Peut-être que Taehyung l'avait un peu fait changer d'avis... mais Yoongi était indéniablement la raison du peu de résistance dont il avait témoigné. Il ne savait pas dire non à son aîné, pouvoir dont ce dernier avait profité ce matin-là. Pourquoi s'était-il montré si cruel avec lui qui surveillait sa ligne ? Pourquoi l'avoir incité à manger ce hotteok qui allait le faire grossir ?

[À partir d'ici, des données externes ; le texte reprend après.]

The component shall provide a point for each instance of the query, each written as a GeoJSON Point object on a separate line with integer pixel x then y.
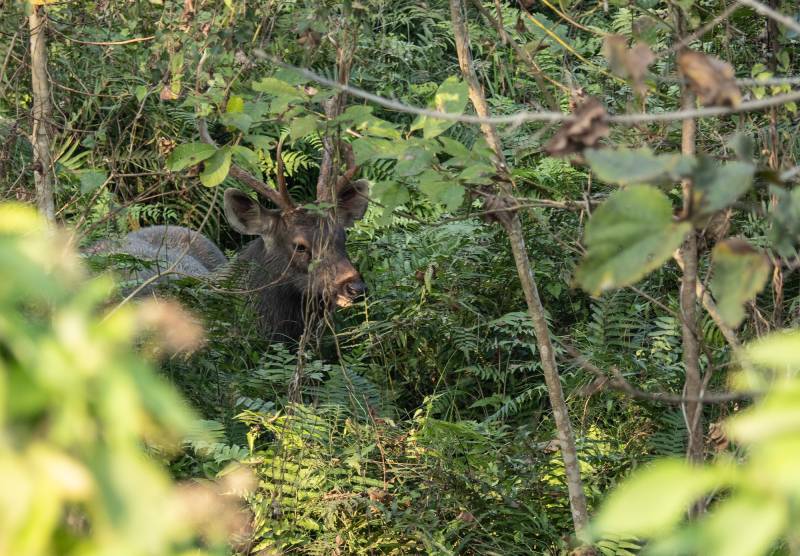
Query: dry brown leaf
{"type": "Point", "coordinates": [630, 63]}
{"type": "Point", "coordinates": [587, 127]}
{"type": "Point", "coordinates": [710, 78]}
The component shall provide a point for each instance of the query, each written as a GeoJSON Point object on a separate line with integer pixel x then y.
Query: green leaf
{"type": "Point", "coordinates": [413, 161]}
{"type": "Point", "coordinates": [216, 168]}
{"type": "Point", "coordinates": [261, 142]}
{"type": "Point", "coordinates": [238, 120]}
{"type": "Point", "coordinates": [389, 194]}
{"type": "Point", "coordinates": [235, 104]}
{"type": "Point", "coordinates": [439, 190]}
{"type": "Point", "coordinates": [140, 92]}
{"type": "Point", "coordinates": [653, 500]}
{"type": "Point", "coordinates": [187, 155]}
{"type": "Point", "coordinates": [717, 186]}
{"type": "Point", "coordinates": [454, 148]}
{"type": "Point", "coordinates": [91, 180]}
{"type": "Point", "coordinates": [777, 351]}
{"type": "Point", "coordinates": [745, 525]}
{"type": "Point", "coordinates": [451, 97]}
{"type": "Point", "coordinates": [300, 127]}
{"type": "Point", "coordinates": [740, 272]}
{"type": "Point", "coordinates": [628, 236]}
{"type": "Point", "coordinates": [638, 166]}
{"type": "Point", "coordinates": [278, 88]}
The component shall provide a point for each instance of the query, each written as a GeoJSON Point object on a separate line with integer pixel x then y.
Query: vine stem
{"type": "Point", "coordinates": [511, 223]}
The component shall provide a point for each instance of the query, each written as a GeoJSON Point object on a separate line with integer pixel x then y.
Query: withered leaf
{"type": "Point", "coordinates": [717, 437]}
{"type": "Point", "coordinates": [628, 63]}
{"type": "Point", "coordinates": [588, 126]}
{"type": "Point", "coordinates": [710, 78]}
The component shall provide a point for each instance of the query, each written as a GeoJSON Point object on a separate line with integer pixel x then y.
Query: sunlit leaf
{"type": "Point", "coordinates": [278, 88]}
{"type": "Point", "coordinates": [451, 97]}
{"type": "Point", "coordinates": [740, 272]}
{"type": "Point", "coordinates": [91, 180]}
{"type": "Point", "coordinates": [653, 500]}
{"type": "Point", "coordinates": [300, 127]}
{"type": "Point", "coordinates": [189, 154]}
{"type": "Point", "coordinates": [216, 168]}
{"type": "Point", "coordinates": [744, 525]}
{"type": "Point", "coordinates": [628, 236]}
{"type": "Point", "coordinates": [717, 186]}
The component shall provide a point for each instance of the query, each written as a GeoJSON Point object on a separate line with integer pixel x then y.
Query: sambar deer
{"type": "Point", "coordinates": [297, 265]}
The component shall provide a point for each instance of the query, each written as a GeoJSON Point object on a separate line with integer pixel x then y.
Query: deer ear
{"type": "Point", "coordinates": [352, 201]}
{"type": "Point", "coordinates": [247, 216]}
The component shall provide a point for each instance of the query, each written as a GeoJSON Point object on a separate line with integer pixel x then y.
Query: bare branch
{"type": "Point", "coordinates": [524, 116]}
{"type": "Point", "coordinates": [618, 382]}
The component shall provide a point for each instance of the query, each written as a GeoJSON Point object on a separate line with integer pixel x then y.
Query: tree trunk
{"type": "Point", "coordinates": [693, 384]}
{"type": "Point", "coordinates": [42, 114]}
{"type": "Point", "coordinates": [511, 223]}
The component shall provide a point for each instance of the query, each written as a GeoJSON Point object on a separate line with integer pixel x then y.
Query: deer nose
{"type": "Point", "coordinates": [356, 288]}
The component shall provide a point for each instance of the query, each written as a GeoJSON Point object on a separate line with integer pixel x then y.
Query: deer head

Pourtant, quand il avait surpris le regard tendre de Yoongi sur lui lorsqu'il avait croqué dans sa crêpe, Jimin avait éprouvé un tel bien-être, un tel soulagement... qu'il ne pouvait pas regretter d'avoir cédé. Il avait aimé sentir ces yeux lui caresser la peau, il avait aimé sentir l'intérêt qui lui était porté, il avait aimé... que Yoongi arrête ainsi ses prunelles sur ses lèvres.
Parce que Yoongi avait dévoré ses lèvres, Jimin en était convaincu. Il les avait fixées de si longues secondes qu'il ne pouvait en être autrement. Et Jimin aimait ça, il aimait être aimé, mais plus encore il aimait être désiré de Yoongi. Peut-être parce que lui-même n'était pas insensible à son charme.
Un rappeur au talent fou, aux paroles frappantes, violentes, brutes, mais sincères, bouleversantes et belles. La rudesse de Yoongi était d'une douceur caressante pour Jimin qui la jugeait ensorcelante. Il adorait ses mélodies saccadées, sa voix débordante d'émotions dès lors qu'elle était accompagnée de musique, et ce qu'il préférait, c'était l'observer créer, car Yoongi arborait cette moue concentrée qui lui donnait tout à coup un air pur et innocent... alors même que sa tête fourmillait probablement d'insultes et de mots acerbes. Mais Jimin trouvait ça beau. Il trouvait ça beau que Yoongi ne se taise pas, qu'il s'exprime, qu'il crache sur ceux qui lui crachaient dessus, qu'il se rie des hommes autant que l'oiseau qui planait au-dessus du monde, pareil à un roi sans couronne.
Yoongi était sublime, tout le temps sublime, et le savoir qu'il possédait dans son domaine n'accentuait que plus encore l'admiration béate que le jeune danseur lui vouait secrètement depuis leur rencontre.
Parce qu'il l'admirait depuis leur rencontre, même s'il ne le désirait que depuis un jour ou deux. Pourquoi seulement depuis un jour ou deux, d'ailleurs ? Aucune idée, il ne contrôlait pas ce qu'il éprouvait.
Mais il ne devait rien éprouver. Ressentir, c'était souffrir ; souffrir... c'était vivre. Toute sa vie n'avait été que souffrance. Peut-être pas sa plus tendre enfance, mais ensuite il avait vécu dans la douleur. Il s'y était un peu habitué, juste un peu. Pas assez pour ne pas s'inscrire aux Rookie Games dans l'espoir de fuir.
Jimin jeta un regard à son bracelet en refermant derrière lui la porte de la salle de danse.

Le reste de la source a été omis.